Retirement is a golden period of life. A person puts a lot of efforts throughout his life to ensure that he/she lives a peaceful and luxurious life in his/her post-retirement years, where he doesn’t have to run to make money, where he can follow his hobbies and build a house of his dreams to spend quality time with his family.
To achieve this dream, there are special investment plans designed and offered by investment companies called retirement plans. These plans basically allow you to build a corpus throughout your working years and pay you a steady monthly income regularly when your income stops. Now, these retirement plans mainly have two stages. The first stage is the accumulation stage, where you contribute a fixed amount towards the plan at regular intervals.
This accumulated amount that are the premiums get invested by the investment regulator in securities that are approved by IRDA – Insurance Regulatory and Development Authority. This is followed by the second stage that is the vesting stage. In this stage, all the premium amount that you have paid over the years get paid back to you in the form of regular monthly income in your post-retirement life.

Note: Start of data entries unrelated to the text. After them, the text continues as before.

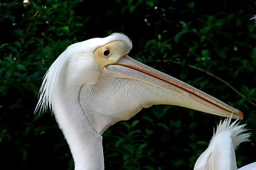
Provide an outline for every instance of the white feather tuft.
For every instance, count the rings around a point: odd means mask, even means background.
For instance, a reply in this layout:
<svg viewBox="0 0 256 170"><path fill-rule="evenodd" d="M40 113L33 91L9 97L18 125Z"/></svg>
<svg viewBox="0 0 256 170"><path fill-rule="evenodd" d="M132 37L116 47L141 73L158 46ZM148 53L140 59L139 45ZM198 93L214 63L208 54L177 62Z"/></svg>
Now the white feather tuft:
<svg viewBox="0 0 256 170"><path fill-rule="evenodd" d="M245 133L247 130L245 128L245 125L239 125L238 120L231 123L231 118L225 118L222 123L220 120L219 125L217 126L216 132L213 133L213 136L210 140L213 139L220 133L223 132L229 131L231 132L232 142L235 149L240 143L250 141L250 133ZM214 130L215 131L215 130Z"/></svg>
<svg viewBox="0 0 256 170"><path fill-rule="evenodd" d="M110 36L104 38L92 38L70 45L56 59L45 74L42 86L38 93L38 102L36 107L35 113L41 111L44 112L48 108L51 109L52 105L53 104L53 96L56 90L59 90L62 86L64 86L65 83L68 83L64 82L65 79L68 80L68 79L67 77L68 76L74 77L75 75L79 75L80 72L78 71L81 70L78 70L78 69L86 69L85 68L86 67L87 67L88 69L90 69L90 67L97 67L97 66L95 66L93 63L90 62L92 62L92 58L90 57L93 58L93 52L98 47L115 40L124 41L131 49L132 48L131 40L122 33L112 33ZM80 57L81 56L82 57ZM79 59L82 61L79 60ZM82 62L85 60L87 62L87 63ZM67 67L70 62L75 63L75 65L80 67L75 67L75 68L73 67L70 69L70 72L68 72L70 74L67 75ZM81 65L83 64L87 64ZM70 74L70 72L72 72L72 74ZM90 77L89 76L87 77L87 80L90 79L92 81L93 80L92 79L95 79L96 78ZM78 81L79 81L78 79ZM78 82L74 81L69 83L78 84ZM86 84L87 82L82 83Z"/></svg>

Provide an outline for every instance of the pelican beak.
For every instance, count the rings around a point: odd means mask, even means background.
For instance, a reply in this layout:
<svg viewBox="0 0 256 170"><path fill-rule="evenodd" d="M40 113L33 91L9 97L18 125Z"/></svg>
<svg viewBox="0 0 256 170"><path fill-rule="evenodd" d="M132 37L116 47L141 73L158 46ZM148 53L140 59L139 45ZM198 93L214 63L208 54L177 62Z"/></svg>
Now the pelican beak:
<svg viewBox="0 0 256 170"><path fill-rule="evenodd" d="M171 92L176 101L166 101L162 104L171 104L189 108L214 115L242 119L241 111L224 103L217 98L156 69L146 66L128 55L124 56L114 64L105 66L110 72L124 75L156 86Z"/></svg>

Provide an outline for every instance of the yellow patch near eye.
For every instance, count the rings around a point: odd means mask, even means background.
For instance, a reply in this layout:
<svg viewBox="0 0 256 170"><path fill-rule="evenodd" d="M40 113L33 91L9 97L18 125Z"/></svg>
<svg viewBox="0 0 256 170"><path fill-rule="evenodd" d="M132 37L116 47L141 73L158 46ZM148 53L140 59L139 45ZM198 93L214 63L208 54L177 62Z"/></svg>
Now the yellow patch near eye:
<svg viewBox="0 0 256 170"><path fill-rule="evenodd" d="M123 56L127 55L130 50L128 45L123 41L112 41L97 47L94 52L94 57L103 69L107 65L117 62Z"/></svg>

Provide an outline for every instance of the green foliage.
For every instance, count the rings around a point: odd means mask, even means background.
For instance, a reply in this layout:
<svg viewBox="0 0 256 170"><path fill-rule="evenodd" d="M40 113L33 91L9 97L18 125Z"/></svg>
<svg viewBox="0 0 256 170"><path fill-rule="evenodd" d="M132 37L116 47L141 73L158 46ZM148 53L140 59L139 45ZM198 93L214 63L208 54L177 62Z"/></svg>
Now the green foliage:
<svg viewBox="0 0 256 170"><path fill-rule="evenodd" d="M238 164L256 161L255 1L26 1L0 3L1 169L73 169L53 116L33 115L41 79L69 45L114 32L131 38L135 59L241 110L252 135L237 150ZM220 119L143 109L103 134L105 169L191 169Z"/></svg>

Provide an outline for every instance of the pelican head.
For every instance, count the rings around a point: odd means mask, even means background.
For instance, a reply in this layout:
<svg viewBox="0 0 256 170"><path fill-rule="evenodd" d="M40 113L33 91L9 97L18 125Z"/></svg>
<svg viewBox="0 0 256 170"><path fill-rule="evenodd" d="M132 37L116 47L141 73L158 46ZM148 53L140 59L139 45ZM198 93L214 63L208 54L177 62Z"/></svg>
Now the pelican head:
<svg viewBox="0 0 256 170"><path fill-rule="evenodd" d="M95 152L102 150L101 135L142 108L176 105L242 118L240 110L133 60L128 56L132 47L131 40L121 33L77 42L44 76L36 110L52 108L76 169L102 169L103 161L93 164L103 160L103 152Z"/></svg>

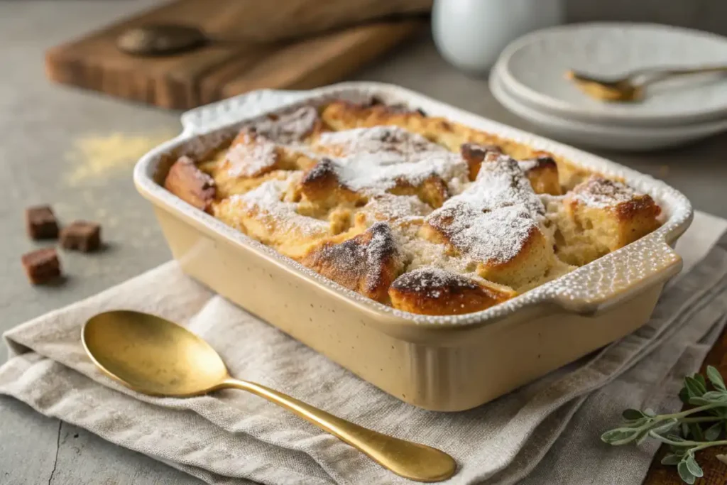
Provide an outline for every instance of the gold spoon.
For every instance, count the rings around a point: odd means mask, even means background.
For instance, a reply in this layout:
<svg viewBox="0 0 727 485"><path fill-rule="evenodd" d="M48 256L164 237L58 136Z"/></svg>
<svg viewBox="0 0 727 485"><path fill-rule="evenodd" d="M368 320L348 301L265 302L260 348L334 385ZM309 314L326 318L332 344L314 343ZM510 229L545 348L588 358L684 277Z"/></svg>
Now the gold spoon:
<svg viewBox="0 0 727 485"><path fill-rule="evenodd" d="M586 95L601 101L640 101L649 84L670 78L691 74L727 72L727 65L702 68L654 68L632 71L619 78L597 78L576 71L566 72L566 79Z"/></svg>
<svg viewBox="0 0 727 485"><path fill-rule="evenodd" d="M219 354L184 327L136 311L89 319L81 340L91 360L110 377L150 396L190 397L240 389L278 404L367 454L404 478L440 481L454 474L449 454L369 430L260 384L231 377Z"/></svg>

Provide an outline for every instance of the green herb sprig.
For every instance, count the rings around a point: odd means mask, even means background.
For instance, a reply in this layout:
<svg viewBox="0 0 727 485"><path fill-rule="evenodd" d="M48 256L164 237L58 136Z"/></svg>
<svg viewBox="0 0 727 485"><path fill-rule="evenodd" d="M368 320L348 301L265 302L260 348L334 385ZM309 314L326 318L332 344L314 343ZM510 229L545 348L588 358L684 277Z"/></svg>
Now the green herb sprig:
<svg viewBox="0 0 727 485"><path fill-rule="evenodd" d="M614 446L642 443L653 438L669 445L670 452L662 459L664 465L675 465L679 476L694 484L704 471L694 457L701 449L727 445L727 388L719 371L707 367L707 380L695 374L684 377L679 392L683 402L693 407L681 412L657 414L652 409L626 409L619 428L606 431L601 438ZM727 454L717 459L727 464Z"/></svg>

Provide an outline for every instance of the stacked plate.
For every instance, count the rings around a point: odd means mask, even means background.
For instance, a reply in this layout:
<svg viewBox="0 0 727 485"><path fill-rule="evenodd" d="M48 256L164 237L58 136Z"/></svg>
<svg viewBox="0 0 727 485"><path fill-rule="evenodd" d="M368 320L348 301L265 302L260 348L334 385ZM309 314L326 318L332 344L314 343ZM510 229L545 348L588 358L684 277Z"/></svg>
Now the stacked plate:
<svg viewBox="0 0 727 485"><path fill-rule="evenodd" d="M539 31L502 52L490 89L507 109L553 138L614 150L653 150L727 131L727 73L682 76L647 88L638 103L588 97L565 77L606 79L652 67L727 66L727 39L642 23Z"/></svg>

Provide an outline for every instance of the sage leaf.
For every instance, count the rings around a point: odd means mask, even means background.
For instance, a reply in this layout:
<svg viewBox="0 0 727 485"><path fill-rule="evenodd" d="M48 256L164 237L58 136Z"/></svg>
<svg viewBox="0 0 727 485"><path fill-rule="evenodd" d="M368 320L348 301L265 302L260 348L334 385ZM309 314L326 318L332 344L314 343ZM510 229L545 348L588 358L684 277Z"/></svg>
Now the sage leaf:
<svg viewBox="0 0 727 485"><path fill-rule="evenodd" d="M681 424L681 428L682 428L682 436L683 436L684 438L688 438L689 437L689 425L688 425L688 423L683 422Z"/></svg>
<svg viewBox="0 0 727 485"><path fill-rule="evenodd" d="M689 390L686 388L682 388L681 390L679 391L679 399L685 404L689 404Z"/></svg>
<svg viewBox="0 0 727 485"><path fill-rule="evenodd" d="M694 460L694 455L689 455L689 457L686 459L686 468L688 468L689 473L694 476L699 477L704 475L704 472L702 470L702 467Z"/></svg>
<svg viewBox="0 0 727 485"><path fill-rule="evenodd" d="M612 445L625 444L636 438L638 430L631 428L616 428L609 430L601 436L601 439L604 443Z"/></svg>
<svg viewBox="0 0 727 485"><path fill-rule="evenodd" d="M716 441L720 434L722 434L722 423L715 422L704 431L704 439L707 441Z"/></svg>
<svg viewBox="0 0 727 485"><path fill-rule="evenodd" d="M659 438L664 438L664 436L662 436L661 435L671 430L672 428L674 428L674 425L676 424L677 424L677 420L675 420L674 418L672 418L670 420L667 420L659 426L652 428L650 430L650 432L652 436L654 434L656 434L658 435ZM668 438L664 438L664 439L668 439Z"/></svg>
<svg viewBox="0 0 727 485"><path fill-rule="evenodd" d="M692 485L696 481L696 477L689 471L689 468L686 465L686 462L684 460L679 462L679 465L677 465L677 471L679 472L679 476L681 479L686 483L689 484L689 485Z"/></svg>
<svg viewBox="0 0 727 485"><path fill-rule="evenodd" d="M727 391L727 388L725 387L725 381L722 379L722 374L720 374L720 372L716 368L712 366L707 366L707 377L709 377L710 382L712 382L712 385L715 389Z"/></svg>

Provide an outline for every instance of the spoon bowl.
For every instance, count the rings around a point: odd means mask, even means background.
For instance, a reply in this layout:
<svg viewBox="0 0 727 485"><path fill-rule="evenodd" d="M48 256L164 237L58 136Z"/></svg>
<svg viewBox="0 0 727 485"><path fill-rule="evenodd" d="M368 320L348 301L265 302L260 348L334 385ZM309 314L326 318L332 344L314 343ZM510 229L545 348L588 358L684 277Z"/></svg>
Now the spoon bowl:
<svg viewBox="0 0 727 485"><path fill-rule="evenodd" d="M246 390L297 414L397 475L440 481L457 470L454 460L438 449L388 436L273 389L233 379L206 342L161 317L109 311L86 322L81 337L87 353L101 371L143 394L190 397L217 389Z"/></svg>
<svg viewBox="0 0 727 485"><path fill-rule="evenodd" d="M100 313L84 326L87 353L105 374L144 394L205 394L228 377L206 342L169 320L134 311Z"/></svg>

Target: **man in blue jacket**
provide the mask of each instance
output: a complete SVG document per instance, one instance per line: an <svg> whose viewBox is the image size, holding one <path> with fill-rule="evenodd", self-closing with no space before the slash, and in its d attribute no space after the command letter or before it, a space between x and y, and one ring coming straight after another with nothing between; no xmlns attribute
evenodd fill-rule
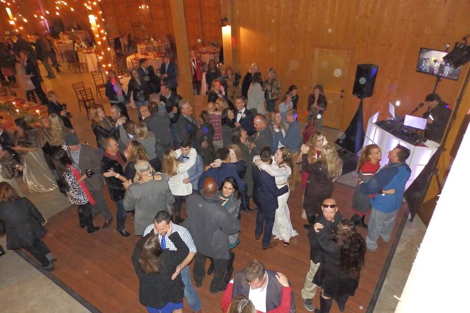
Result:
<svg viewBox="0 0 470 313"><path fill-rule="evenodd" d="M405 163L410 156L410 150L398 145L389 151L390 163L374 175L359 188L366 195L377 194L370 200L372 209L369 221L369 232L366 238L367 248L374 251L377 249L379 237L385 242L390 240L399 209L401 205L405 185L411 175L411 170ZM384 194L382 190L394 189L395 193Z"/></svg>

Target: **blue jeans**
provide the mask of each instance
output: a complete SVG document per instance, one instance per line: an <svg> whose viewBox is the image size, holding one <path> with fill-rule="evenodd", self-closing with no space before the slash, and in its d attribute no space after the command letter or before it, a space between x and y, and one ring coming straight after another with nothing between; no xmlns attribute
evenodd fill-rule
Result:
<svg viewBox="0 0 470 313"><path fill-rule="evenodd" d="M171 141L173 141L173 147L175 149L179 149L180 144L181 143L181 139L180 139L180 135L178 134L178 128L177 128L176 123L172 122L170 124L170 135L171 136Z"/></svg>
<svg viewBox="0 0 470 313"><path fill-rule="evenodd" d="M193 311L201 309L201 299L191 283L191 275L189 274L189 267L186 266L181 270L181 279L185 284L185 298L188 305Z"/></svg>
<svg viewBox="0 0 470 313"><path fill-rule="evenodd" d="M124 208L124 200L121 199L115 201L118 211L116 213L116 230L121 231L125 227L126 218L127 217L127 212Z"/></svg>

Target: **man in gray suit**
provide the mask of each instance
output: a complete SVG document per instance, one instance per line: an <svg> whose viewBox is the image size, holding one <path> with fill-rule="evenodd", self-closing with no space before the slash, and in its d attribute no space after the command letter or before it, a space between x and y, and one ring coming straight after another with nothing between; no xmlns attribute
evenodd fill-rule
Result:
<svg viewBox="0 0 470 313"><path fill-rule="evenodd" d="M197 249L192 272L196 287L202 286L206 276L206 259L210 257L213 260L214 277L210 288L212 293L227 288L224 278L230 258L228 236L236 234L240 229L240 221L232 217L216 197L218 189L213 179L206 179L201 195L193 194L188 197L184 223Z"/></svg>
<svg viewBox="0 0 470 313"><path fill-rule="evenodd" d="M143 122L149 131L155 134L155 152L161 160L164 151L171 149L173 145L170 135L170 116L164 107L157 102L149 102L148 107L150 116L143 120Z"/></svg>
<svg viewBox="0 0 470 313"><path fill-rule="evenodd" d="M252 157L259 155L261 149L264 147L271 148L273 145L273 133L266 126L266 117L264 115L256 114L253 119L253 122L256 133L249 139Z"/></svg>
<svg viewBox="0 0 470 313"><path fill-rule="evenodd" d="M168 186L167 176L166 179L163 177L159 179L160 175L154 174L150 163L145 160L137 161L135 167L144 182L124 183L127 189L124 208L127 211L135 210L135 233L137 236L142 236L145 227L153 223L157 212L166 211L172 214L169 206L174 203L175 198Z"/></svg>
<svg viewBox="0 0 470 313"><path fill-rule="evenodd" d="M73 162L78 165L81 172L81 175L85 174L88 170L92 170L95 174L85 180L85 184L90 190L96 204L92 206L92 213L94 216L103 213L104 224L103 228L105 228L111 224L113 216L109 211L108 204L104 200L102 190L104 186L104 179L101 173L101 157L98 151L89 146L81 144L78 137L74 134L69 133L65 137L65 144L69 146L70 156Z"/></svg>
<svg viewBox="0 0 470 313"><path fill-rule="evenodd" d="M180 144L181 147L181 155L178 158L178 160L183 163L186 163L189 160L188 156L191 150L191 141L189 139L185 139ZM199 178L204 171L204 163L202 161L202 156L198 154L196 156L196 163L188 170L188 178L183 180L183 183L191 184L192 186L193 193L199 193L199 189L197 187L197 183L199 181Z"/></svg>

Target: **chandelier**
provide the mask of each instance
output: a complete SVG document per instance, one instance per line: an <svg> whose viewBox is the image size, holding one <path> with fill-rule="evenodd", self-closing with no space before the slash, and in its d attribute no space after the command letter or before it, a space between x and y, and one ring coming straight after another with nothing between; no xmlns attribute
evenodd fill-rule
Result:
<svg viewBox="0 0 470 313"><path fill-rule="evenodd" d="M150 10L148 9L148 5L145 4L145 2L142 2L141 4L139 6L138 13L142 16L147 16L150 13Z"/></svg>

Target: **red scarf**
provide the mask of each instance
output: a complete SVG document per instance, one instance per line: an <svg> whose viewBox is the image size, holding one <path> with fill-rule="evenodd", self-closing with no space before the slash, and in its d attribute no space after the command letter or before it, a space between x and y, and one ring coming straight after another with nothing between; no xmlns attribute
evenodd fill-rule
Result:
<svg viewBox="0 0 470 313"><path fill-rule="evenodd" d="M113 161L116 161L119 164L121 165L121 166L124 167L124 166L126 164L126 162L124 161L124 160L122 159L122 156L121 156L121 154L118 152L116 154L116 156L113 156L113 155L110 155L106 151L103 153L103 155L106 156L106 157L109 157Z"/></svg>
<svg viewBox="0 0 470 313"><path fill-rule="evenodd" d="M75 168L74 167L71 165L69 165L69 167L72 170L72 172L73 173L73 175L75 176L75 179L77 179L77 182L78 182L78 179L82 177L80 175L80 172ZM80 185L80 186L82 188L82 189L85 192L85 194L87 195L87 198L88 198L88 201L90 201L90 203L92 205L94 205L96 202L95 201L94 199L93 199L93 197L92 196L92 194L90 193L90 191L88 190L88 188L87 188L86 185L85 184L85 181L82 180L78 183L78 184Z"/></svg>

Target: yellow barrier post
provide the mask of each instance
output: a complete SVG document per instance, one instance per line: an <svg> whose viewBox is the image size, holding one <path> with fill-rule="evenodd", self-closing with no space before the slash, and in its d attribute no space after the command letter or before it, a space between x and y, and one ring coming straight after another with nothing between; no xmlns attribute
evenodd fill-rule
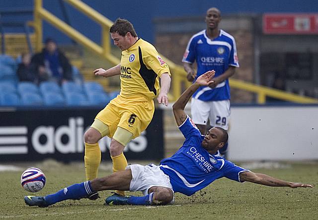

The ideal vesting age is usually 40 to 70 years. During this period, you get a pension, and so it is called the annuity phase. In this phase, you can draw up to 33% of the accumulated amount. The frequency of receiving the income can be monthly, quarterly, half-yearly and annually.
As you decide to invest in a retirement plan, there are a few important questions that you must ask yourself to make sure you choose the right plan that will also save you from regretting later.
Here is a list of questions that you must ask yourself.
- What are your retirement goals?
There are various retirement plans that are offered by various investment companies, and while the benefits and risks they carry vary, it is important to know what you aim to achieve from them. It is vital to assess your retirement goals, as otherwise, it will be difficult to know whether a particular retirement plan is sufficient to meet your post-retirement life needs or not.
- How do you plan to fund your retirement years?
Creating a sufficient fund is important when it comes to retirement planning. You can not merely depend on your savings to support the post-retirement needs especially considering the rapidly growing inflation rate. Most of the organisations provide pensions and annuities to support retirement funding. You must make a decision based on how much funds you would require considering the inflation rates as well as current expenditure.
- Do you have critical health issues?
The current situation of the pandemic has taught us that medical emergencies can knock on your doors at any unexpected time, and you must always be prepared to face them. Keeping in mind old age and the risks of being more prone to illness, it is best advised to take into consideration any illness that you are prone to based on your family history, individual habits, etc.
Considering all these points will help you assess your needs better and choose the best suitable retirement plan.